The Company will not be liable for any breach of contract due to any matter or thing beyond the Company’s control (including but not limited to transport stoppages, transport breakdown, fire, flood, earthquake, acts of God, strikes, lock- outs, work stoppages, wars, riots or civil commotion, intervention of public authority, explosion or accident).


24. WAIVER OF BREACH

No failure by the Company to insist on strict performances of any of the terms in these Terms is a waiver of any right or remedy which the Company may have, and is not a waiver of any subsequent breach or default by the Customer.


25. NO ASSIGNMENT

Neither the Agreement nor any rights arising under the Agreement may be assigned by the Customer without the prior written consent of the Company which is at the Company’s absolute discretion.


29. SEVERABILITY

If any provision contained in these Terms is held by a court to be unlawful, invalid or unenforceable, the validity and enforceability of the remaining provisions are not affected.

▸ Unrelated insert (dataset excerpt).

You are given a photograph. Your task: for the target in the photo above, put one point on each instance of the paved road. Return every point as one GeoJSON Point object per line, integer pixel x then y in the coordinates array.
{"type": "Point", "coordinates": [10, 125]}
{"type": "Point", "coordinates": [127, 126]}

30. USER GENERATED CONTENT

Any content provided by you, the Customer, to us the Company, either now or at any point in the future becomes the sole property of the Company. We will solely own the rights to the use of any such content and may use it in any manner we see fit. This content may include reviews, images, videos, survey responses and social comment.


31. RESPONSIBILITY FOR FEES/COSTS

31.1 The Customer shall pay the Company for all fees rendered and any charges it incurs for any reason in respect of the services performed. This includes the payment of fees/costs which the Company has advised. Such fees/costs shall be deemed fully earned as soon as the Goods are loaded and dispatched from the Suppliers' premises, otherwise delivered to the Customer premises whichever occurs first and shall be immediately payable and non-refundable.

31.2 The Customer agrees that it shall not defer or withhold payment or deduct any amount from the account of the Company by reason of any claim it alleges against the Company.